A number of public engagement events had been undertaken up to this point involving several hundred people and the CCG had received relatively strong feedback in those areas affected by the proposed changes.  Leagues and Guilds of Friends had been very helpful but it was disappointing not to have had slightly wider representation.  The CCG was working hard to publicise the consultation and encourage engagement.

It was confirmed that ancillary issues had been taken into consideration such as understanding the geographical location of long term patients and the impact of travel time.  Clinical safety and sustainability of services were the CCG’s first priority.

CCG’s Financial Position

The CCG incurred a £10.7m deficit in 2014/15.  This was the result of two main factors: overspend on planned care services and accounting allocation adjustments.  Two thirds of the deficit was the result of overspend on planned care services.  The CCG had identified a high level/demand for such services.  Some demand on planned care had gone up by 6.2% and the CCG had identified a 5% recurring growth but was only funded for 1% – 2%.  Therefore the CCG already faced significant cost pressures going into this year.  A savings programme had been drawn up which hoped to save £12.8m but, even with those savings, the CCG faced an £18m deficit for 2015/16.

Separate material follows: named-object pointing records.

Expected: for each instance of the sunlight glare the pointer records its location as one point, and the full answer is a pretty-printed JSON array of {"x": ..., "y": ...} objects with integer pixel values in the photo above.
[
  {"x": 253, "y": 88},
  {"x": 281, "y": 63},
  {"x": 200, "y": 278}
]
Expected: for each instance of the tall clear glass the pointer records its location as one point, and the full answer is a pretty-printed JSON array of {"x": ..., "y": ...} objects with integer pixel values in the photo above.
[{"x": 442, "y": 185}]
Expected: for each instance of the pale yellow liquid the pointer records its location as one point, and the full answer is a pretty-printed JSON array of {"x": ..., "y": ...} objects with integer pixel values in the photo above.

Work was being undertaken on a financial recovery plan for 2016/17.  A deficit of £8m was projected for 2016/17.  It was hoped to break even by the end of 2016/17 so that there would be no deficit in 2017/18.  The seriousness of the situation had been the subject of scrutiny by NHS England and the CCG was currently under directions to support the CCG with in its financial recovery plan to achieve a financial balance in 2016/17.  The CCG had been directed to appoint a Turnaround Director and a Capability and Capacity review had been commissioned by NHS England.

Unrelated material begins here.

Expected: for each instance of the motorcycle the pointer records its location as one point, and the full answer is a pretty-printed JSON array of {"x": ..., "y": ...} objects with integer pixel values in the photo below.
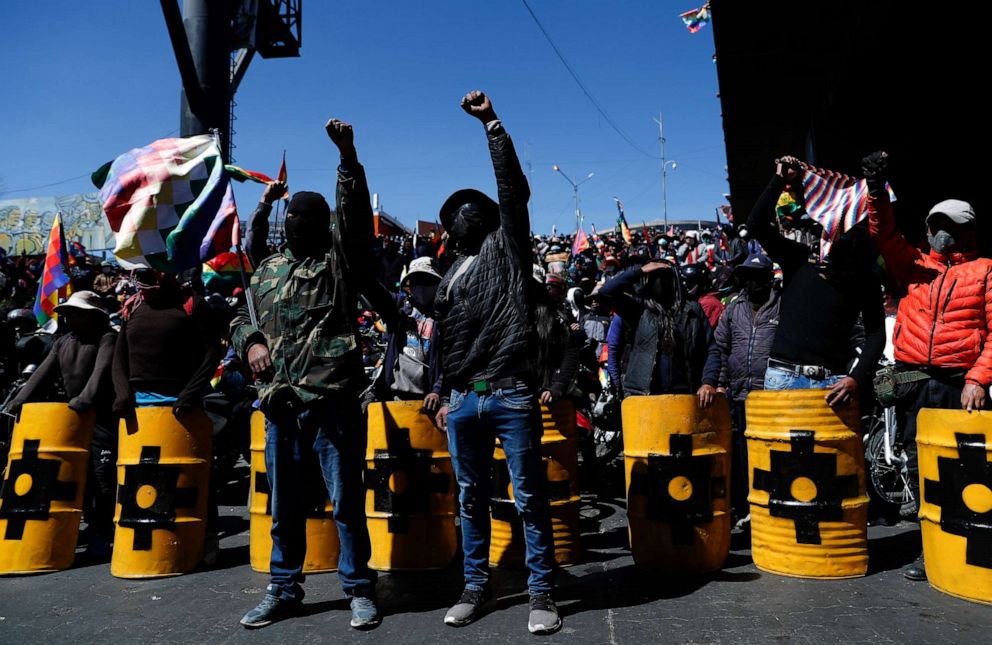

Mr. Blythe attributed the deficit to the CCGs aim to transform services rather than cut them.  The CCG was working with GPs to try and reduce system costs and looking at proactive services to prevent acute admissions.  Organisational change had been challenging with the move away from PCTs and the Better Services Review but the CCG had been pursuing its vision.  There were no cuts in the in the current savings plan but if the plan was not supported or did not succeed, more aggressive measures might have to be considered.  Options regarding the Stroke Unit were currently being worked through.  No decisions had yet been taken but the CCG would ensure appropriate services for the local area.